What Do We Choose to Reward and Punish?

I’ve been following the issues and the punishments in the college admissions scandal. If you’re not based in the US, you might have missed this. The idea is that wealthy parents bribed and cheated their children’s way into elite schools.

I’m not going to discuss the scandal itself. This post is about understanding the culture this scandal exposes.

Culture is what we can discuss, how we treat each other, and what we reward. The college admissions scandal is (at least) about how we treat each other and what we reward. And, I see many similarities to what happens in organizations.

See Organizational Culture

I have seen founders/managers who hire many people from their elite alma mater. (Somehow, I managed to get jobs at these companies without having gone to an elite school. That’s the culture we discuss when we talk about the “American Dream.”) When I joined these companies, I learned several things about what the managers claimed the culture was:

  • “We’re a meritocracy. We hire and promote based on your capabilities.”
  • “Do well and we’ll give you more interesting work.”
  • “We won’t punish you for making a mistake; we’ll punish you for not thinking outside the box.”

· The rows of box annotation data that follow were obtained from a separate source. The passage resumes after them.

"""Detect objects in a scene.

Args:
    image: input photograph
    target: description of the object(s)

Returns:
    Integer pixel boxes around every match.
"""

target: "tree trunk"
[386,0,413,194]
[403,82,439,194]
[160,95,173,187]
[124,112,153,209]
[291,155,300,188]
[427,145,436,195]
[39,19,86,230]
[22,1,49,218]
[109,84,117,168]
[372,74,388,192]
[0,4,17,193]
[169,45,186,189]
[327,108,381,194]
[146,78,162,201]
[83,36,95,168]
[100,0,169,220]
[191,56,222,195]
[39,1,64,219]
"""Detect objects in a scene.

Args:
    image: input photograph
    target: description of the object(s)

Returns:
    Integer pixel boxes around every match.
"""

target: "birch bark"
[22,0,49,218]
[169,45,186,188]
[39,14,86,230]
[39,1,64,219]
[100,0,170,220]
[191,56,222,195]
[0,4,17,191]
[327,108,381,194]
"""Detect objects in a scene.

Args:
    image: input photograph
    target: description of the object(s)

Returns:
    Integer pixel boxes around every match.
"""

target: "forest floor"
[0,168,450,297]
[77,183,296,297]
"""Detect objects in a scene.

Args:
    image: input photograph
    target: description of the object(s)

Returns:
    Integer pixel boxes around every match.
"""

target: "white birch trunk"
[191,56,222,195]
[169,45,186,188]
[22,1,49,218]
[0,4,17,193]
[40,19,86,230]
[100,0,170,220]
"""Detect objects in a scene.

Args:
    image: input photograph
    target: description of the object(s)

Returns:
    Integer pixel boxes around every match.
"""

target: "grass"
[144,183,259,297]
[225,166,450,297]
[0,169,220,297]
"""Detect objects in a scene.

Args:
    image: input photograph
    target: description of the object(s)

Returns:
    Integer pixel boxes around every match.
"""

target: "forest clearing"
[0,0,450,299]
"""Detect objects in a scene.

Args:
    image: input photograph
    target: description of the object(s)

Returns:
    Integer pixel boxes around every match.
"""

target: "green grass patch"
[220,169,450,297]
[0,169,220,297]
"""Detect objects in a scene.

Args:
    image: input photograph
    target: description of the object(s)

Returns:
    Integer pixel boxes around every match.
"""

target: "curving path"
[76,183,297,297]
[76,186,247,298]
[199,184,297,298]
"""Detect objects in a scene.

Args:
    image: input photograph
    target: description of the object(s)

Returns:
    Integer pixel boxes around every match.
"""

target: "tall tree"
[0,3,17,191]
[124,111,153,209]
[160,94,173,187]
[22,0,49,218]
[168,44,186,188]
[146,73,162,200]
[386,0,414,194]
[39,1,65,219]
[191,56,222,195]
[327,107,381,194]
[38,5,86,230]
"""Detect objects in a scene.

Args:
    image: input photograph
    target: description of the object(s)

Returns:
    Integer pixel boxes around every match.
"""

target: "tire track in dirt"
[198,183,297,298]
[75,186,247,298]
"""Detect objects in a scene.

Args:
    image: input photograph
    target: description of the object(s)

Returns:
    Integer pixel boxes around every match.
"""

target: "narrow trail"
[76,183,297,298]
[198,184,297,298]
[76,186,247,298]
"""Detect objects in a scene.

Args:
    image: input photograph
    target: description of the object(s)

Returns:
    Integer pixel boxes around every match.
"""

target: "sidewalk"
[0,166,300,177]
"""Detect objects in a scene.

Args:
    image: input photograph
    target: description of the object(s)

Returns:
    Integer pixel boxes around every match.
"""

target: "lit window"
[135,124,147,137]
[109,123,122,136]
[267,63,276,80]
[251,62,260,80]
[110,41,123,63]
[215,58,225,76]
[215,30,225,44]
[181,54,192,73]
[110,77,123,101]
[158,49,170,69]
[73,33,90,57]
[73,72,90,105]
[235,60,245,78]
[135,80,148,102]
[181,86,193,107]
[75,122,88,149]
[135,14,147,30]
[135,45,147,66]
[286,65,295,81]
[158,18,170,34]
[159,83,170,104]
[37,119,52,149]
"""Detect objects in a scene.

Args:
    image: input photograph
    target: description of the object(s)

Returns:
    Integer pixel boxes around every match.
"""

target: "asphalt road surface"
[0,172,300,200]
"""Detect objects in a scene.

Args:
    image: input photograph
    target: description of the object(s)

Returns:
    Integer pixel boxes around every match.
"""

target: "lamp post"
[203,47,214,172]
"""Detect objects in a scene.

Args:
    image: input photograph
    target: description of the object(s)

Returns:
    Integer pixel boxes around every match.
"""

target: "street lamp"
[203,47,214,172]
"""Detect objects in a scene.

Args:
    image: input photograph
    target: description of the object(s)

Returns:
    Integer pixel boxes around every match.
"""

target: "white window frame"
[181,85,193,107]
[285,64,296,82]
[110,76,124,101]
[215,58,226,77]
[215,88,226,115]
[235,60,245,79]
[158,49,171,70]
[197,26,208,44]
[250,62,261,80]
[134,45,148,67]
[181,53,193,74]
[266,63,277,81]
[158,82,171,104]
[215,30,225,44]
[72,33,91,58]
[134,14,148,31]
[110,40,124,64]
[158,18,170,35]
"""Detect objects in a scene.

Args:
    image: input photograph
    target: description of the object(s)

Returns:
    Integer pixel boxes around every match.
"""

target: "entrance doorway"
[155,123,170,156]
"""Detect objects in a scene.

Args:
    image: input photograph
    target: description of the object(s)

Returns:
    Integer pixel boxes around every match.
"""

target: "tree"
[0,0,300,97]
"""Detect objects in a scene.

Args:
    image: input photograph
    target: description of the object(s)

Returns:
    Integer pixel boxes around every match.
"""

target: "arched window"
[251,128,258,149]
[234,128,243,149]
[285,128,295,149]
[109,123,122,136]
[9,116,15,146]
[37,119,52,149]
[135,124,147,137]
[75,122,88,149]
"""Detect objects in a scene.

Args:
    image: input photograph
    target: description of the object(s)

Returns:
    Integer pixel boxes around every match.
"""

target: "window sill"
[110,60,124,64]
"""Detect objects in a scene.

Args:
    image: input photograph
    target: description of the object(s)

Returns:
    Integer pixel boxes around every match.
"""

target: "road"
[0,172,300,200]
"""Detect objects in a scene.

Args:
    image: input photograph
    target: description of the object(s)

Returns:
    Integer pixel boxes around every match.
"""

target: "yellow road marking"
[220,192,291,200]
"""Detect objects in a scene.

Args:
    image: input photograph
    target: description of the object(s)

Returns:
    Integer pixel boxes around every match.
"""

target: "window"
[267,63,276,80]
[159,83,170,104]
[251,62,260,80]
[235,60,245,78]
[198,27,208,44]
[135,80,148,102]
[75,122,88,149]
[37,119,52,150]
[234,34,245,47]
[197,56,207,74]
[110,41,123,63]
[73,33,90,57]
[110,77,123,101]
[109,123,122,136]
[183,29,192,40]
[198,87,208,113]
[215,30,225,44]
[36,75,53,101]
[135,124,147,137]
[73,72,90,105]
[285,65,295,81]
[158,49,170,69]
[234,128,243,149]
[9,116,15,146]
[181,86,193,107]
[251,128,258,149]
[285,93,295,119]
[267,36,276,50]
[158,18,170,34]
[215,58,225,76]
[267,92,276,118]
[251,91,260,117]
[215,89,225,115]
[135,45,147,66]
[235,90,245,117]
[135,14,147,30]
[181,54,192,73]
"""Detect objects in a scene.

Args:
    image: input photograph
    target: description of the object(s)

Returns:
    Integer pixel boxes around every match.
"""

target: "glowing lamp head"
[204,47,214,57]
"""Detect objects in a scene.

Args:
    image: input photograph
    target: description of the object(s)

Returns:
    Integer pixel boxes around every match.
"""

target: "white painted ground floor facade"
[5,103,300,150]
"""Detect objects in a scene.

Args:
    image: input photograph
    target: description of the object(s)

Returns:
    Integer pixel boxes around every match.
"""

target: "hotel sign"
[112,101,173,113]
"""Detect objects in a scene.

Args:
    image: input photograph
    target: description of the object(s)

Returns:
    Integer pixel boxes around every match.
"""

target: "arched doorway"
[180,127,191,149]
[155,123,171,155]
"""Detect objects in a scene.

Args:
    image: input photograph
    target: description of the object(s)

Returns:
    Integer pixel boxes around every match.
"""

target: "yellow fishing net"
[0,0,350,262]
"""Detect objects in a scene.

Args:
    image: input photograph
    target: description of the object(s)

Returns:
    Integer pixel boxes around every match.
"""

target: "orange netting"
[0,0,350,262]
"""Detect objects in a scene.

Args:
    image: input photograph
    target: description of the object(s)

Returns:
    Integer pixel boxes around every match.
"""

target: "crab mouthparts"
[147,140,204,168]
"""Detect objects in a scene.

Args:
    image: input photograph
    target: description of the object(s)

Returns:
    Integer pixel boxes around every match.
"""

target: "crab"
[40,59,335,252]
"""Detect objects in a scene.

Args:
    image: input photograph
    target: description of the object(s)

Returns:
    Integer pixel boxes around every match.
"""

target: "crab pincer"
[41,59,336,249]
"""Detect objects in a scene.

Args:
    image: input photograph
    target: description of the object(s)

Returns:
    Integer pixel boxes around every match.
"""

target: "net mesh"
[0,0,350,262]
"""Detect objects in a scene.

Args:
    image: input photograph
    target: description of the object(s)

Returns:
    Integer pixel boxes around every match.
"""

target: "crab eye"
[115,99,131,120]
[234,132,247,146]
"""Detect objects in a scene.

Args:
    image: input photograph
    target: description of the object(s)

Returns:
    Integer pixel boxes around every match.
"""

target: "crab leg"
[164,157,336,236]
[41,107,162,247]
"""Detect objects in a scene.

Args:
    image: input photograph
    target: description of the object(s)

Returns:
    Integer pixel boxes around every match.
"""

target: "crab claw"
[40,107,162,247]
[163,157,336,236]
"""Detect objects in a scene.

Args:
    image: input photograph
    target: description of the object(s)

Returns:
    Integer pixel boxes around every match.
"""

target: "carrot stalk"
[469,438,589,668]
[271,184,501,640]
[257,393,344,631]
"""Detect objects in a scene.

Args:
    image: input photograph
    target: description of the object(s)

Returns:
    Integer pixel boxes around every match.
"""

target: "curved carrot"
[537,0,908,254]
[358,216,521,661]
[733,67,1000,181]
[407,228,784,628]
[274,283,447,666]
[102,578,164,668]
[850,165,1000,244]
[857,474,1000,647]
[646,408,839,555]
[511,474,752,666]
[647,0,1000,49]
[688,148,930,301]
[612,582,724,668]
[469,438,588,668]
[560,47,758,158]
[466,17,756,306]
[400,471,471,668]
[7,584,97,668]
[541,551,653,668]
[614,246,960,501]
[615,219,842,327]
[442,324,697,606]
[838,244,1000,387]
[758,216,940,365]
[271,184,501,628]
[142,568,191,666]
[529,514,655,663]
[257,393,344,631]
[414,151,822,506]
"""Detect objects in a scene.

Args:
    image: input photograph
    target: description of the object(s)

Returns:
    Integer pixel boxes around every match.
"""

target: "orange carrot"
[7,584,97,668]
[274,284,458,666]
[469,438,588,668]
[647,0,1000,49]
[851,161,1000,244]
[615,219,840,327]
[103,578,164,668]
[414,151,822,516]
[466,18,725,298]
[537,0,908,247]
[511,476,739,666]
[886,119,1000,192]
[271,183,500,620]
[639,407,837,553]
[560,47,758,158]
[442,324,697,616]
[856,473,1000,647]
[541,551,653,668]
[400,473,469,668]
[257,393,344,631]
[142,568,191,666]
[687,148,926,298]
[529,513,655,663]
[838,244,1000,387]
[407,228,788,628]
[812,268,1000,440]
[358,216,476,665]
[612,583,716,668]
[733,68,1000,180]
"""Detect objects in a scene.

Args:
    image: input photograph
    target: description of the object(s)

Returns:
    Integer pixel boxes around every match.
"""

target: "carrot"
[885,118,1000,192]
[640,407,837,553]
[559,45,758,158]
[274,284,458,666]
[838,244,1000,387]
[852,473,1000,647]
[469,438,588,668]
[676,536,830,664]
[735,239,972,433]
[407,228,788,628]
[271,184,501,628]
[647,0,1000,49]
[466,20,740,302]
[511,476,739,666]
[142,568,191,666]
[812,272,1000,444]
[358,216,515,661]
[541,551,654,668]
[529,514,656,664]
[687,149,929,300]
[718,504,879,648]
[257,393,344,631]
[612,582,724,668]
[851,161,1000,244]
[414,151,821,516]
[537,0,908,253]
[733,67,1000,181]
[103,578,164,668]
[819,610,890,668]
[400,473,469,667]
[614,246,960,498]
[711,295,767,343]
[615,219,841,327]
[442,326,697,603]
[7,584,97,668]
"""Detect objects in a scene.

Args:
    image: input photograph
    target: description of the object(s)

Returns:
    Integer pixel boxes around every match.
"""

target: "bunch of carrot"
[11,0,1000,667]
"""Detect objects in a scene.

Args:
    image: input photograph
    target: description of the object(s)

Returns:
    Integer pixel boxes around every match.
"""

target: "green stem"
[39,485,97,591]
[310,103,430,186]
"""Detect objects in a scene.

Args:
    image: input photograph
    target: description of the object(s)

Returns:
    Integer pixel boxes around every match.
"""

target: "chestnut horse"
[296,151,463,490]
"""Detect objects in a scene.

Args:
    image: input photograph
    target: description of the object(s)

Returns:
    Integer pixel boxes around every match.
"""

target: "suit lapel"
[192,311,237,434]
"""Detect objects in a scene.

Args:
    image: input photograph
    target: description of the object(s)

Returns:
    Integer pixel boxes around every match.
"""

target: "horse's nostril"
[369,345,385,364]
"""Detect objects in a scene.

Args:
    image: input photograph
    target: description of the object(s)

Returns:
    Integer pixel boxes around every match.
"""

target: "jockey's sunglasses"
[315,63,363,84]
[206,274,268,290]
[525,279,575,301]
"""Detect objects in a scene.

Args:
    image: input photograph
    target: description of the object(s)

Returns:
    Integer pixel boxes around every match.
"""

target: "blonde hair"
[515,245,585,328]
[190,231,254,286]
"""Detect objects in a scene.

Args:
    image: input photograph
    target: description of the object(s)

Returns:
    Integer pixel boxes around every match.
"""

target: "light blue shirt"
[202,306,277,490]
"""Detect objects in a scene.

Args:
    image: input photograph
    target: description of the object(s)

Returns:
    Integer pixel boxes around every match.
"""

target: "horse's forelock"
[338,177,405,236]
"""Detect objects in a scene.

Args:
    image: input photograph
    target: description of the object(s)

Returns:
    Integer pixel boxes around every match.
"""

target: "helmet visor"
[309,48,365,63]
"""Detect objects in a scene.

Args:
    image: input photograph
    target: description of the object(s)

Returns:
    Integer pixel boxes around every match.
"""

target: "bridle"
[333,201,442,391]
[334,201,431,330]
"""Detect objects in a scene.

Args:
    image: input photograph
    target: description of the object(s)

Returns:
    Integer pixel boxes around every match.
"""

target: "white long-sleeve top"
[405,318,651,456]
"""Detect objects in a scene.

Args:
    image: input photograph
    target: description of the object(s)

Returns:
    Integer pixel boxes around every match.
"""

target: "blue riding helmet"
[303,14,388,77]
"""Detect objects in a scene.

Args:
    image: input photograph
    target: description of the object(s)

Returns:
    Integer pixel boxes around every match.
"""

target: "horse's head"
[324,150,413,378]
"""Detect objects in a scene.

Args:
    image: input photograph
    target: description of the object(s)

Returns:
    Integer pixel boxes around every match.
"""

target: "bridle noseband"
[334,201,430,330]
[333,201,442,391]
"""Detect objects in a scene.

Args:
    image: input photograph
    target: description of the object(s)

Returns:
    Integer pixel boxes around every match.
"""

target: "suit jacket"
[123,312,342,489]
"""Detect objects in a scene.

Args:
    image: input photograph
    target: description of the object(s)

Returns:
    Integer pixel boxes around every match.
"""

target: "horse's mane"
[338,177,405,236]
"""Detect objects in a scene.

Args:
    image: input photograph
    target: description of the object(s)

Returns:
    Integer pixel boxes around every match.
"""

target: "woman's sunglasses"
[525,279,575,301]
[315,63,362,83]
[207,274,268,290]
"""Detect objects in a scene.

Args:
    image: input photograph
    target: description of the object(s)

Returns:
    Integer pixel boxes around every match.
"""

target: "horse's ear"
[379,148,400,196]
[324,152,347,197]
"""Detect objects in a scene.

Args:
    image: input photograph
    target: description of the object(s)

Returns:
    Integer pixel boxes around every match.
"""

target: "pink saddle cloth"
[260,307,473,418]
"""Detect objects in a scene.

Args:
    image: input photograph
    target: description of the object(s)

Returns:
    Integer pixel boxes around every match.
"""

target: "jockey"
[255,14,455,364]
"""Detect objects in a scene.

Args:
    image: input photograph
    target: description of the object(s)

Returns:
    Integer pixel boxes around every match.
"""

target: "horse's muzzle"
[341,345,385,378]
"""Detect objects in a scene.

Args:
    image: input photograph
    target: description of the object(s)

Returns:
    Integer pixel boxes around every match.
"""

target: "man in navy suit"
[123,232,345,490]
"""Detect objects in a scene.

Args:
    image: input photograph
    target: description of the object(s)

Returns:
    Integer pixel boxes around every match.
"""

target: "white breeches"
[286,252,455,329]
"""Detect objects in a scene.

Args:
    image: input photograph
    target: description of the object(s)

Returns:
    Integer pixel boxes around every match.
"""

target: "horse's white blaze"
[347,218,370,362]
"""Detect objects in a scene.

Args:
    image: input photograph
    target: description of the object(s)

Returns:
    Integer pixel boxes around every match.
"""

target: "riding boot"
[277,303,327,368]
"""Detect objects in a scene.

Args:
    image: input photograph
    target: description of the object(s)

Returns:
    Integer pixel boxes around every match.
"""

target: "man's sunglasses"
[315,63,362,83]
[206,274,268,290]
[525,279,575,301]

Remember, this is what the companies claimed their culture was. In fact, the culture was exactly the opposite. How could I tell? By what the managers thought was acceptable to discuss, what they rewarded and punished.

The companies rewarded people with similar backgrounds. They were suspicious of me. (I often brought some different abilities and experiences to the work. That’s why they hired me.) I was often the only woman. I was the extrovert. Their education and position didn’t intimidate me. Along the way, I learned these truths:

  • I had to fight for reasonable raises.
  • I had to fight for more interesting work.
  • I had to defend my outside-the-box thinking.

What the companies said they rewarded was what they punished. Our stated culture is not the actual culture. (Most of the people meant well—they weren’t mean by design. I had to show them my data for them to see the reality. And, yes, I persevered to make sure they saw my reality!)

 Choose What to Reward and Punish

In organizations, we decide what to reward and punish. Too often, we reward fire-fighting and heroism. (I’m working on exposing those problems in the Modern Management Made Easy books.)

Many organizations claim they use meritocracy to reward people. Here’s an analogy. Have you ever seen a gymnastics meet, ballroom dancing, or figure skating competition?

Human beings, people, judge those competitions. These people are susceptible to all kinds of fallacies in their thinking. If you’ve ever seen competitors soar during competition and then not achieve a high-enough score, you saw a confirmation form of a cognitive bias. The judges didn’t expect the competitors to succeed. The judges didn’t assess the merit correctly.

This is exactly what happens when you hire people at work. You judge them, based on limited information. You decide whether or not to offer them a job based on that limited information. And, when you attempt to use a performance review to evaluate a single person’s performance, you do exactly the same thing. You judge them. And, you decide which behaviors to reward and punish.

Where Does This Leave Us for Rewards or Punishment?

I prefer to see team-based rewards for work, where we want people to collaborate. Very few people work alone to achieve anything. I’ve relied on people inside and outside my teams to succeed.

As for punishment, especially for the college admissions scandal? You might want to read Five Things About Deterrence. The first point makes a ton of sense to me: what is the expectation that the people doing something wrong will get caught? The more certainty, the more likely the people are to not do this thing.

For work, I like to think about punishment and rewards in this way:

  • How clearly can we define what the right things and the wrong things are? We might think the boundaries are clear. In my experience, the boundaries are often quite fuzzy.
  • How do we make it easy for people to do the right things?
  • How do we make it more difficult for people to do the wrong things?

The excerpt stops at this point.